Evolution and Optimization of JD Retail Advertising Online Model System: From Deep Learning to Distributed Graph Computing and Power Collaboration

As e‑commerce expands, JD Retail Advertising's technology team faces higher demands on iteration efficiency, parameter scale, and compute power, prompting deep optimization of heterogeneous computing frameworks.

1. Current Status

Algorithm strategies are crucial for understanding user behavior and optimizing ad delivery. The model system supports search, recommendation, focus, and external ads, forming the backbone of deep‑learning modeling across the ad chain.

Platform Capabilities

High throughput and concurrency: hundreds of billions of PV, millions of QPS.

Low latency, high reliability: trillions of estimations per second, millisecond latency, 99.99% availability.

Cluster scale: over 10,000 nodes.

Iteration cycle: three releases per day.

System Capabilities

TB‑level model estimation.

CPU/GPU heterogeneous computing.

Minute‑level online learning.

Real‑time graph computation with billions of nodes and edges.

Hierarchical compute: real‑time, offline, near‑line.

2. Development Stages

2.1 Deep‑Learning Era – Unified Architecture & Faster Iteration

Early systems lacked unified architecture, leading to high business integration cost, fragmented features, and tight algorithm‑engine coupling. The solution introduced three core modules:

Model Access Service : traffic control and decoupling from business logic.

Feature Compute Service : unified data management and feature extraction.

Model Inference Service : unified inference, updates, and logging.

Key functions of model access include dynamic traffic routing, parallel traffic distribution, and traffic protection.

2.2 Large‑Model Era – Scaling Model Size & Timeliness

Introducing massive models (Transformer‑based) raised complexity, parameter scale (from billions to hundreds of billions), and reduced timeliness.
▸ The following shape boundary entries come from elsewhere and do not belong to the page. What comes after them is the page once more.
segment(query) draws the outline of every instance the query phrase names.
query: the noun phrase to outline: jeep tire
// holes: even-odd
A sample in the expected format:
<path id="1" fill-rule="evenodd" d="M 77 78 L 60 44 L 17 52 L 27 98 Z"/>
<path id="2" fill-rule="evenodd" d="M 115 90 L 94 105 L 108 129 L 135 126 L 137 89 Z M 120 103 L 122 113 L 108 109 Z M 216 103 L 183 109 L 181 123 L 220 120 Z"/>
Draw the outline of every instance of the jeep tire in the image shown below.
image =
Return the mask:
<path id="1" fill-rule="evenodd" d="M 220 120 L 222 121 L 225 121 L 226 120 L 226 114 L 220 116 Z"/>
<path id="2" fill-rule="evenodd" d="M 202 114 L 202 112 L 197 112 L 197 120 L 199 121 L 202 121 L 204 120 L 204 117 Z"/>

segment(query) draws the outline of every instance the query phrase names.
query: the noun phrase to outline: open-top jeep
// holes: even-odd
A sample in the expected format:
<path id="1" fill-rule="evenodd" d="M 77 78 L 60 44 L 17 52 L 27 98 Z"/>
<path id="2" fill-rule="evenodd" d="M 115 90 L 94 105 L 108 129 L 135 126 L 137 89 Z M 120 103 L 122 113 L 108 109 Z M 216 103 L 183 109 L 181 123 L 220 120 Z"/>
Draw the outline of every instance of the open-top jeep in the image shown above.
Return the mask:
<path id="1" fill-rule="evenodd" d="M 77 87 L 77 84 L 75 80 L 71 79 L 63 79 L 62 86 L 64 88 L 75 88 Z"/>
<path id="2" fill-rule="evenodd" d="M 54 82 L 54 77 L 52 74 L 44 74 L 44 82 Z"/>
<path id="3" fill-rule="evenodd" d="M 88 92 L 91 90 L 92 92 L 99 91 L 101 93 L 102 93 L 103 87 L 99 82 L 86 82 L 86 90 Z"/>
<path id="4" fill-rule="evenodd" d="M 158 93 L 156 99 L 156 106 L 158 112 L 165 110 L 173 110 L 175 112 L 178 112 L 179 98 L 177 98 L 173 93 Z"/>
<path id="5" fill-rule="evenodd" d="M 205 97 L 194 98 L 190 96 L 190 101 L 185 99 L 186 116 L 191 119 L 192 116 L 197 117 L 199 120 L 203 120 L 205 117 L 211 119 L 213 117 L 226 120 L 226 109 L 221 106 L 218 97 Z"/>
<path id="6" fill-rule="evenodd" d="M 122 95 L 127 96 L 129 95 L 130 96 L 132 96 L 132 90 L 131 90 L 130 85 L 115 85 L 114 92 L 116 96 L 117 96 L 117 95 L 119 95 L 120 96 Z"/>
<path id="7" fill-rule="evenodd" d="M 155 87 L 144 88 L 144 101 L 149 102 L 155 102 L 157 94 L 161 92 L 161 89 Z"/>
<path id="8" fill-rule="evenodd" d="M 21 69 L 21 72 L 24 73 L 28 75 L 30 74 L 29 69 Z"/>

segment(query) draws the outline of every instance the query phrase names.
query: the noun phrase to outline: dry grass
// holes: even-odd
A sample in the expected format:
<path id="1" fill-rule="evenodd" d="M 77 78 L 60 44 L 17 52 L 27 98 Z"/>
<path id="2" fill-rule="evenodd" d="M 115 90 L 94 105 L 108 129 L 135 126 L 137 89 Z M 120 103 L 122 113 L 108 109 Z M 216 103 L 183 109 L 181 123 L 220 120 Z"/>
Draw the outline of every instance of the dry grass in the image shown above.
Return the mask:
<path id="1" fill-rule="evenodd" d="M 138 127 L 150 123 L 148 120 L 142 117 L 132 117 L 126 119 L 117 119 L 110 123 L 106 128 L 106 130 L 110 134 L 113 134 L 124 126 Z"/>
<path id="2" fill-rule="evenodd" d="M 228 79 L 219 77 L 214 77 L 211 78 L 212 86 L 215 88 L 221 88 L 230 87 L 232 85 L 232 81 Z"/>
A distributed graph‑computing architecture was built to boost compute power, support larger models, and enable minute‑level online learning.

Highlights of the distributed graph architecture:

Computation layering based on compute‑intensive vs. I/O‑intensive tasks.

Storage layering for sparse and dense parameters, leveraging CPU/GPU strengths.

Integrated online‑offline compute for higher efficiency.

Results: 10× online compute boost, 1× offline training boost; model parameter scale grew 8×, search CTR +3%, recommendation CTR +8%.

Online Learning

Incremental parameter updates shrink update interval from days to minutes.

High‑availability architecture with fast rollback.

Impact: minute‑level streaming training, search CTR +10.47% during Double‑11 promotion.

Graph Computing

Compute‑storage separation, clear extensible design.

Distributed cluster storage with millisecond latency.

Support for billion‑node, hundred‑billion‑edge dynamic graphs.

Impact: billion‑node graph storage, recommendation CTR +3%, homepage recall CTR +2%.

3. Power‑Collaboration Era – Fine‑Grained Compute Coordination

Horizontal acceleration via distributed graph and GPU hardware reached limits; vertical full‑link power coordination was needed.

New industrial‑grade deep‑learning architecture introduces:

Distributed graph as the base layer.

Integrated online‑offline compute with hardware‑software co‑design.

Hierarchical power layers: real‑time, near‑line, offline.

Key components:

Pre‑Compute : expands real‑time behavior modeling from hundreds to thousands of events without latency increase, boosting search CTR +6%.

Near‑Line Compute : enables full‑library retrieval with deep models, raising recommendation CTR +3%.

Dynamic Power Allocation : multi‑objective load‑balancing reduces resource imbalance, optimizing 9,000C+ machine resources.

Future plans include dynamic power distribution based on traffic value and user segmentation to maximize limited resource returns.

Overall, the three‑stage evolution has dramatically improved iteration speed, model scale, and compute efficiency, supporting rapid development across multiple business lines.